Do so by creating your own decorator. A decorator is simply a function that applied when Python parses the @decorator
and def functionname
lines, right after Python created the function object; the return value of the decorator takes the place of the decorated function. What you need to make sure, then, is that your decorator returns a different function that can apply the deco
decorator when the command is being executed.
Here is such a decorator:
from functools import wraps
def apply_deco_from_name(f):
@wraps(f)
def wrapper(self, *args, **options):
# this code is called instead of the decorated method
# and *now* we have access to the options mapping.
name = options["name"] # or use options.pop("name") to remove it
decorated = deco(name)(f) # the same thing as @deco(name) for the function
return decorated(self, *args, **options)
return wrapper
Then use that decorator on your command handler:
class Command(BaseCommand):
def add_arguments(self, parser):
parser.add_argument(
"--name",
type=str,
required=True,
)
@apply_deco_from_name
def handle(self, *_args, **options):
name = options["name"]
What happens here? When Python handles the @apply_deco_from_name
and def handle(...)
lines, it sees this as a complete function statement inside the class. It'll create a handle
function object, then passes that to the decorator, so it calls apply_deco_from_name(handle)
. The decorator defined above return wrapper
instead.
And when Django then executes the command handler, it will do so by calling that replacement with wrapper(command, [other arguments], name="command-line-value-for-name", [other options])
. At that point the code creates a new decorated version of the handler with decorated = deco("command-line-value-for-name")(f)
just like Python would have done had you used @deco("command-line-value-for-name")
in your command class. deco("command-line-value-for-name")
returns a decorator function, and deco("command-line-value-for-name")(f)
returns a wrapper, and you can call that wrapper at the end.

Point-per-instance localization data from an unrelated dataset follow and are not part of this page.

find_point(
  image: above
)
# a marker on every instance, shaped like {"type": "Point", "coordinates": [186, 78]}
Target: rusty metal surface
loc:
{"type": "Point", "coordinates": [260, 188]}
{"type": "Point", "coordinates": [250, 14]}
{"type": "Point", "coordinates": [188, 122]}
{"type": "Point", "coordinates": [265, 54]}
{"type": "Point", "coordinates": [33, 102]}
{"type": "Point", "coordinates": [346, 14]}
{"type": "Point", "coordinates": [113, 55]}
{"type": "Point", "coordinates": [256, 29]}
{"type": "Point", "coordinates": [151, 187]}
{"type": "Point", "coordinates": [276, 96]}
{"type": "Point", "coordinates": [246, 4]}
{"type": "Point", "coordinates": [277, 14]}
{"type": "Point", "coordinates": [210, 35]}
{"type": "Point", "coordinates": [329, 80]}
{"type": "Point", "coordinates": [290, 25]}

CodePudding user response:
Your decorator doesn't really need to be a decorator. Since you are using classes, you can make use of the mixin pattern:
class YourMixin:
def handle(self, name):
# Code that was previously in deco
class Command(YourMixin, BaseCommand):
def add_arguments(self, parser):
parser.add_argument(
"--name",
type=str,
required=True,
)
def handle(self, *_args, **options):
# Code before calling YourMixin.handle
name = options["name"]
super().handle(name)
# Code after calling YourMixin.handle